Two members of the Coolangatta business community have launched an advertising campaign to encourage Queenslanders to visit the coastal border suburb that’s suffering from the New South Wales lockdown.
Steve Edgar and Sam Beau Patrick created the ‘Essentially Cooly’ marketing campaign after attending a meeting two weeks ago with about 120 other local business owners.
At the meeting, Edgar heard what he describes as “a lot of heartfelt stories” from business owners “desperate to survive” the effects of the NSW lockdown on trade and staffing.
“The feeling in the room was just unbelievable,” Edgar, the general manager of the Coolangatta Surf Club, tells SmartCompany.
Following the meeting, Edgar and Patrick decided to self-fund a promotional video to attract people from Brisbane, Ipswitch and the Granite Belt, including Toowoomba, to Coolangatta.

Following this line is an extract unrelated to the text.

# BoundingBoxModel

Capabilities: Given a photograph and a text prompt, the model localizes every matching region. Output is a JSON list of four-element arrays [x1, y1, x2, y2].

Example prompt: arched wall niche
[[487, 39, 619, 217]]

“We’re trying to promote the positive vibe and encourage people to come to Cooly,” Edgar says.
Since the video was posted online, the tourism organisation Destination Gold Coast has indicated they will support the campaign.
“But the wheels take a while to turn in these organisations,” Edgar says.
Local businesses hope the campaign will convince members of the Queensland government to visit the suburb to see how the harsh border closure, which separates Coolangatta from the neighbouring Tweed Heads in NSW, is affecting businesses.
Queensland small business minister Di Farmer has said she would visit but is not able to for at least another week.
“We’re continually putting pressure on the state government to come down to Coolangatta and see what’s going on, Edgar says.
Small businesses in Coolangatta are seeking urgent support because the state border closure has taken away a large amount of the local trade they were relying on while international travel has dried up and domestic travel is significantly reduced.
Businesses, including the Coolangatta Surf Club, have been forced to reduce hours due to reduced trade and a staff shortage.
“Some businesses are missing up to 50% of their staff,” Edgar says.
“The lockdown has divided a town because there are people locked away from their families and businesses.”